According to McKinsey, the adoption of machine learning-driven statistical modeling, data aggregation platform, and process automation can totally transform the AML operations by simply infusing new efficiencies.

For example, the data aggregation platforms can account data and mine unstructured transaction to offer 360-degree customer view. This view assists in faster transaction validation. Moreover, with machine learning algorithms, the banks can leverage historical data to predict and determine patterns of a fraud attack. This will reduce the manual effort by approx. 50%.

E-Wallets

The immense growth of E-wallets is another indicator of the rise of FinTech financial services. Samsung Pay, PayPal, Android Pay, and Apple Pay and are some of the major e-wallet companies in the world. These wallets are used for a plethora of purposes namely P2P payments, top-up & utility bills, international remittances, booking tickets, and many more.
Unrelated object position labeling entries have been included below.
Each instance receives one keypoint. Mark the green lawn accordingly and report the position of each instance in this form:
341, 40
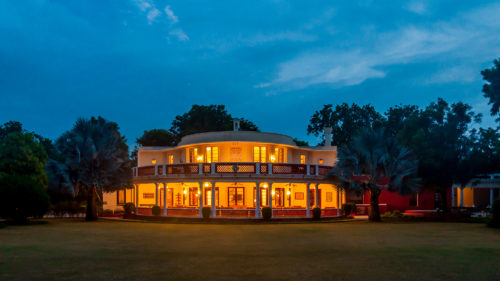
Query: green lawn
105, 250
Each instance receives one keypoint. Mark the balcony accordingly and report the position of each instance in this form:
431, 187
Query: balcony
232, 169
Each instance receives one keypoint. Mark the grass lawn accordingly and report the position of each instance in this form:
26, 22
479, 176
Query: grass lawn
106, 250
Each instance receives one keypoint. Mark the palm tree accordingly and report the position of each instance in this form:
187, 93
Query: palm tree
375, 161
95, 160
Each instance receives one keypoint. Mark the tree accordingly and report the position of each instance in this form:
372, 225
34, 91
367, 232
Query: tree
439, 137
23, 181
157, 137
491, 88
396, 116
345, 121
206, 118
375, 161
95, 159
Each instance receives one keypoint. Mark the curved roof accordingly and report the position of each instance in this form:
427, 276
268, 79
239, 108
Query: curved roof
247, 136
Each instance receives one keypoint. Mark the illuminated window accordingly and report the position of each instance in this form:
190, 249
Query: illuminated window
120, 197
278, 155
212, 154
193, 196
259, 154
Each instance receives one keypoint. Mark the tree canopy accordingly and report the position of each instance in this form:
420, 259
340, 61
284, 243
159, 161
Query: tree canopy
95, 159
345, 121
491, 88
199, 119
376, 161
23, 180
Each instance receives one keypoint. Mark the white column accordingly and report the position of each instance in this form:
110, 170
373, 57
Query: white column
308, 200
270, 196
491, 197
453, 199
461, 196
200, 198
317, 195
156, 193
165, 199
214, 211
257, 199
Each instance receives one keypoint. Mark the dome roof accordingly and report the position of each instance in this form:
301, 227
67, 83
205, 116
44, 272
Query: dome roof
233, 136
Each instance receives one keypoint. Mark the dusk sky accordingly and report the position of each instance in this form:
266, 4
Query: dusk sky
142, 62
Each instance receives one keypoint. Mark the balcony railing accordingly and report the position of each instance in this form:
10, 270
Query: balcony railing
232, 168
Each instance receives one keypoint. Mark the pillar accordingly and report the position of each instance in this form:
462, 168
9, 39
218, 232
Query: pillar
317, 195
200, 199
461, 196
308, 200
214, 211
257, 199
165, 199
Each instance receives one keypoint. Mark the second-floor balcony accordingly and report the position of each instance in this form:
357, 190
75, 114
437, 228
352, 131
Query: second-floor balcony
229, 169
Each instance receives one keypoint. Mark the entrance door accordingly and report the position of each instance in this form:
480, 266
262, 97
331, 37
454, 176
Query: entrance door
279, 197
236, 197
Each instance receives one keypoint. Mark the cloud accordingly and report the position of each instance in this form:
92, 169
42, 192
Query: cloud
417, 7
459, 39
152, 15
143, 5
179, 34
461, 74
170, 14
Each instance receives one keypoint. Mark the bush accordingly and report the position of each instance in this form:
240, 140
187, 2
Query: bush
129, 208
348, 208
316, 213
495, 211
394, 214
156, 210
205, 211
267, 213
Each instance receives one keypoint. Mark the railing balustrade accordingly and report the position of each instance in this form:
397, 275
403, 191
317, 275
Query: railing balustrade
231, 168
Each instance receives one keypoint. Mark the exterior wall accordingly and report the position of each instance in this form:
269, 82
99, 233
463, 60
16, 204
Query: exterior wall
228, 153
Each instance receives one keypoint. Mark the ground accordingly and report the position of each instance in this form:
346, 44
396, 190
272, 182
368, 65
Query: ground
109, 250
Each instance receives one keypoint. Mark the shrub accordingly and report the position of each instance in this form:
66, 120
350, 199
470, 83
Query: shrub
348, 208
316, 213
267, 213
495, 211
129, 208
156, 210
206, 212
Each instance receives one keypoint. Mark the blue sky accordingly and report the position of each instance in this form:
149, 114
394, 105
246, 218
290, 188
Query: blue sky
142, 62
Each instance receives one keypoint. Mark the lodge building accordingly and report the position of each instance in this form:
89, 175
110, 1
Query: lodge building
235, 173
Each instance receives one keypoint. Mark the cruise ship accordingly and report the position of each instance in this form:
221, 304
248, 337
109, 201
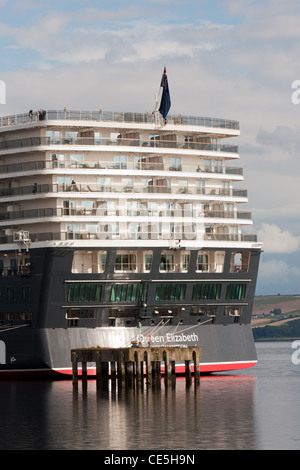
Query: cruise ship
123, 229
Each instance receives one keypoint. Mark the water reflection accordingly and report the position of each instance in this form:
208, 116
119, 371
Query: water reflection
217, 414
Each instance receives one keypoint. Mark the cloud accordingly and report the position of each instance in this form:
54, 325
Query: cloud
277, 269
276, 240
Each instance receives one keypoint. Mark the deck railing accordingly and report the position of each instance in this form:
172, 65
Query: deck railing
100, 115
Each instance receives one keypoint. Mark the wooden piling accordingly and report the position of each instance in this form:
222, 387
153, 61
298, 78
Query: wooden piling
130, 365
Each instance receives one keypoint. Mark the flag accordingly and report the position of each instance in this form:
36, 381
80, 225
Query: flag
165, 103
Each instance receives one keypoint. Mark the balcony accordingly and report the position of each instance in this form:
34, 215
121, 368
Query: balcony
85, 188
192, 168
31, 142
104, 116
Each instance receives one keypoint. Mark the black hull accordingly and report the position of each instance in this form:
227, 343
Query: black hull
42, 342
223, 348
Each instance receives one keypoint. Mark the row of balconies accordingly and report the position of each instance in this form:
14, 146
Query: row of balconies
29, 142
120, 188
84, 235
100, 212
108, 165
102, 116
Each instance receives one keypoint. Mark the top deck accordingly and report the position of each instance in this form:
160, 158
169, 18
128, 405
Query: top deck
103, 116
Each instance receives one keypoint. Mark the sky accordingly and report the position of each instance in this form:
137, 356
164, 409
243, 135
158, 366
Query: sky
228, 59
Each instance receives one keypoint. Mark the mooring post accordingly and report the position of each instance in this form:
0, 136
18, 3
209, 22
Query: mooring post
98, 368
187, 372
129, 373
196, 367
121, 369
113, 373
75, 368
137, 367
84, 374
148, 368
167, 367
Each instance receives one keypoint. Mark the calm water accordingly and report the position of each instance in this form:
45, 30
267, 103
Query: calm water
254, 409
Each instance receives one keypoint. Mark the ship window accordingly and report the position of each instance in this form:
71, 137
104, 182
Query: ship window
53, 137
210, 261
120, 162
148, 261
11, 294
131, 292
89, 261
202, 262
84, 292
81, 313
233, 312
204, 311
26, 293
12, 316
176, 164
71, 136
58, 160
210, 291
239, 262
236, 291
122, 312
125, 262
166, 261
170, 291
76, 160
185, 261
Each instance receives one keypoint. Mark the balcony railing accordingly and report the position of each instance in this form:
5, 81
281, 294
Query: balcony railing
109, 165
30, 142
100, 214
100, 116
119, 188
61, 236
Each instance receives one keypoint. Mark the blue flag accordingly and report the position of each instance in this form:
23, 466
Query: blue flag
165, 103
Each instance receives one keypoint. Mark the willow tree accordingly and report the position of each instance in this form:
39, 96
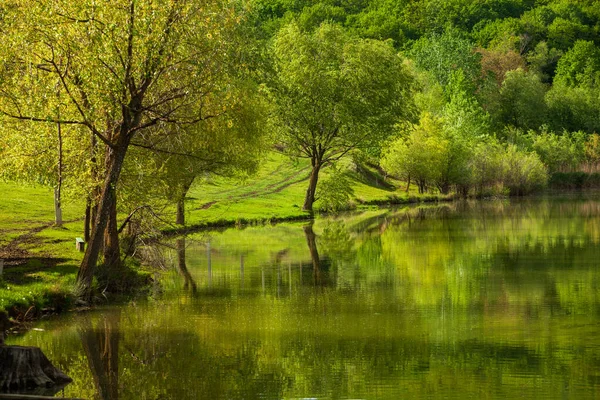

There are also some standalone wallets such as Starbucks and Walmart Pay. E-wallet have managed to attract users due to their tempting offerings which includes exciting offers, lucrative cashbacks, and reward points, and many more. Due to their huge success, many banks are now realizing its importance and are recognizing e-wallets as a collaborative measure to embrace the technological advancements.

Mobile Banking

The increase in the use of smartphones has forced banks to come up with mobile applications that offers convenient FinTech banking services. Today, most of the banks have a mobile application which has a user-friendly interface. Banks have also come up with mobile apps that recognizes the fingerprints of the user. The application performs this function without any biometric app or hardware.

A mobile application provides quick access to funds. With a mobile application, the user can perform several banking functions such as quick bill pays, check deposit, account balance, statements, and many more.

Conclusion

The advent of cutting-edge technologies coupled with customer’s demand for safe and more user-friendly banking experience has led the banks and financial services to readily adoption of FinTech finance technology.

Today FinTech is bigger than ever as it includes everything that we just mentioned in this blog. In coming years, it is all set to become ever bigger with retail banking software, financial core banking software, and many other components coming under it. Only time will tell how big of an impact will FinTech have in our world.